PET images of 62Cu-ATSM (a) and 18F-FDG (b) of a 62-year-old man with tongue cancer.
Tumor contours were delineated to include voxels presenting SUV values greater than 70% SUVATSM of 4.6 for 62Cu-ATSM PET and 40% SUVFDG of 10.1 for 18F-FDG PET. Volume-based parameters were calculated as follows; RTV = 3.6, MTV = 19.3, TLR = 12.8, and TLG = 115.9. He is still alive without any recurrence or metastasis after being treated (CRT + SO). The volume-based redox parameter, TLR, which was smaller than the cut-off value of 14.0, correctly predicted his outcome. On the other hand, volume-based metabolic indices were greater than each cut-off value.
Fig 7.
PET images of 62Cu-ATSM (a) and 18F-FDG (b) of a 64-year-old man with right parotid cancer.

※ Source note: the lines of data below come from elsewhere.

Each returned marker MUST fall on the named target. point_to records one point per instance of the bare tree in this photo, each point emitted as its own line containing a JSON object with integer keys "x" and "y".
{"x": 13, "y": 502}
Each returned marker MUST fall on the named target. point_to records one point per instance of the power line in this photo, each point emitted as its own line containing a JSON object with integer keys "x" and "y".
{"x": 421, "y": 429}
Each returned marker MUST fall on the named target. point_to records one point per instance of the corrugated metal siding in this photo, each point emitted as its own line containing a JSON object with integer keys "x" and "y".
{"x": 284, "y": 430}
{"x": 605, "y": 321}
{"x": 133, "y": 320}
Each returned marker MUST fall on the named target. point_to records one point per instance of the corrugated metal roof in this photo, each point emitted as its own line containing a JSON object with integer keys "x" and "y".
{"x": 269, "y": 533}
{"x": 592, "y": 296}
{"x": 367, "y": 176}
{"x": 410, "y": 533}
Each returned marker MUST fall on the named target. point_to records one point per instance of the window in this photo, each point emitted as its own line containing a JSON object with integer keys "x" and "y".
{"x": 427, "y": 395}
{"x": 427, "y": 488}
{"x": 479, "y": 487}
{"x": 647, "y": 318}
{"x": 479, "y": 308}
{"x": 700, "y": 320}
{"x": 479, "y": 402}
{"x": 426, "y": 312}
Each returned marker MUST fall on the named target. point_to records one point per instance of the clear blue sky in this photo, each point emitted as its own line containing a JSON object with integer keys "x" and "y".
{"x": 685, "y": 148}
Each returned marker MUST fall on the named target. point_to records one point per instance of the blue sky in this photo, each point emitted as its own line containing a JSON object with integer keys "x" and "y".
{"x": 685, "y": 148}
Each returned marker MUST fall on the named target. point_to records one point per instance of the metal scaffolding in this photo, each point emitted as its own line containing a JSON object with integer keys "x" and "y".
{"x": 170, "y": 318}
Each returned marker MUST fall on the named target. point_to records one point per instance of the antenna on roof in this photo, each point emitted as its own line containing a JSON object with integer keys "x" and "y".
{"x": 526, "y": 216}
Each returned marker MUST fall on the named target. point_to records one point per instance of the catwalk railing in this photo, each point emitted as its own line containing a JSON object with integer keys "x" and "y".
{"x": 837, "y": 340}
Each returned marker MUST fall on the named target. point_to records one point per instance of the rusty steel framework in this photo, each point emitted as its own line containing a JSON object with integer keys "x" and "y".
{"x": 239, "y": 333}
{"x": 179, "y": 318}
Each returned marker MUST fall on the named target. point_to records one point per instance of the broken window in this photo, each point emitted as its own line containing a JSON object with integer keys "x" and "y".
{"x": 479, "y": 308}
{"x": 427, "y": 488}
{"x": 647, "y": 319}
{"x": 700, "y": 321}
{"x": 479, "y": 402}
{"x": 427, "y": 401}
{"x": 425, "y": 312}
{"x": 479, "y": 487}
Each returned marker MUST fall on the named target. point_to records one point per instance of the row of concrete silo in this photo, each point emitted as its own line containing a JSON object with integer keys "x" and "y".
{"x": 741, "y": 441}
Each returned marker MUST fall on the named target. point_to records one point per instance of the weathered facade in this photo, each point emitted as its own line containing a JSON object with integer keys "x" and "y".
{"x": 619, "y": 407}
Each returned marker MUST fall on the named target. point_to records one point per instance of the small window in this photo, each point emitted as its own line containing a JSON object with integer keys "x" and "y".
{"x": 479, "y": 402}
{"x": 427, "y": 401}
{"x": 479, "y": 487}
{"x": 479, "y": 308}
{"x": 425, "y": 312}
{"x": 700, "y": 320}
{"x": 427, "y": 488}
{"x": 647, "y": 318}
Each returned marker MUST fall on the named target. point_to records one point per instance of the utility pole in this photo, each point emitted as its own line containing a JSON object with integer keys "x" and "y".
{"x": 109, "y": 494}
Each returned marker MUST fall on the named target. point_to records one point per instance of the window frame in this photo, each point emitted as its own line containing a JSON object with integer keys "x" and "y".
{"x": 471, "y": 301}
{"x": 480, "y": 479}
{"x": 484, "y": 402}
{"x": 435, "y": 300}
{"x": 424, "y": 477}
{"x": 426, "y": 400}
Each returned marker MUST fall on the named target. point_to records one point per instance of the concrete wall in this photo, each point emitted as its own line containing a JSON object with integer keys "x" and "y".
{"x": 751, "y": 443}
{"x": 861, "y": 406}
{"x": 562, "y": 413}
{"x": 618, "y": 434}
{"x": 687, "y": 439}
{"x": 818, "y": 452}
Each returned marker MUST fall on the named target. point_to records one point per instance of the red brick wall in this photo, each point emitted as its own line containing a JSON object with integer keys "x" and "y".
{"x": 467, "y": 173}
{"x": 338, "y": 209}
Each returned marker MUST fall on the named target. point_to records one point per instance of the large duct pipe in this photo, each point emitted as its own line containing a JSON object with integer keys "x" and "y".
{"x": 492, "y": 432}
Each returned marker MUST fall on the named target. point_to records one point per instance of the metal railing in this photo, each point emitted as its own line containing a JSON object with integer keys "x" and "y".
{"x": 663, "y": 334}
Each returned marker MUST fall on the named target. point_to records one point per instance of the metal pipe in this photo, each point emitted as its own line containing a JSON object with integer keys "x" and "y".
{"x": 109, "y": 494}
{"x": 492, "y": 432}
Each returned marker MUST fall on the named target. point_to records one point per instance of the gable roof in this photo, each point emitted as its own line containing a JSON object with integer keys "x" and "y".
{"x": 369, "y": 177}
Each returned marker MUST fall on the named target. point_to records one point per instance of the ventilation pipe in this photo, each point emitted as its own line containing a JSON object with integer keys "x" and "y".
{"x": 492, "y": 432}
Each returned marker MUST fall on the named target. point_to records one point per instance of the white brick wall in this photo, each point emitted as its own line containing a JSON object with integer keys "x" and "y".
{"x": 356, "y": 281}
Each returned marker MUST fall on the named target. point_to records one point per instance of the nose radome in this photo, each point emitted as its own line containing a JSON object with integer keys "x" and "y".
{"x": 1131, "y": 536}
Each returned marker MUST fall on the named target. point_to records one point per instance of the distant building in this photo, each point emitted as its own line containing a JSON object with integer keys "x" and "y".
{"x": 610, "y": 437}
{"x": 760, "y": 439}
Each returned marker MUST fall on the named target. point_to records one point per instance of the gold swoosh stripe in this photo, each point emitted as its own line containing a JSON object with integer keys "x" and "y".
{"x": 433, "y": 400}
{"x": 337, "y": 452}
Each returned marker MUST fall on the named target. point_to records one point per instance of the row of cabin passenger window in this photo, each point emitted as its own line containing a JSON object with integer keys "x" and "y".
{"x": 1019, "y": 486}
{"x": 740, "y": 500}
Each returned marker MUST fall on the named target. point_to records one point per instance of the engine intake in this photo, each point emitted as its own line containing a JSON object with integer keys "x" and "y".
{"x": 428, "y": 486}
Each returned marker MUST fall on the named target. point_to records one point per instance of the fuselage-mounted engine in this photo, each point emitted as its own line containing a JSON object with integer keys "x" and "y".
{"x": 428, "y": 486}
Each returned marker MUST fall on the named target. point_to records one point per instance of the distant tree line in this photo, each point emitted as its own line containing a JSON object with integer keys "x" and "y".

Tumor contours were delineated to include voxels presenting SUV values greater than 70% SUVATSM of 6.9 for 62Cu-ATSM PET and 40% SUVFDG of 8.8 for 18F-FDG PET. Volume-based parameters were calculated as follows; RTV = 5.9, MTV = 6.3, TLR = 32.0, and TLG = 30.0. He developed iliac bone metastasis 15 months after being treated (CRT + SO). The volume-based redox parameters, RTV and TLR, which were greater than each cut-off value (RTV: 2.9 and TLR: 14.0, respectively), correctly predicted his outcome. On the other hand, volume-based metabolic indices were smaller than each cut-off value.
Fig 8.
Hypothetical relationships between excess ROS production levels, cancer cell states, and treatment options.
The arrow indicates the direction of the level of excess ROS from the normal to lethal range. The black deformed quadrangle represents excess ROS concentrations. SO: surgical operation, RT: radiation therapy, CT: chemotherapy, CR: complete response.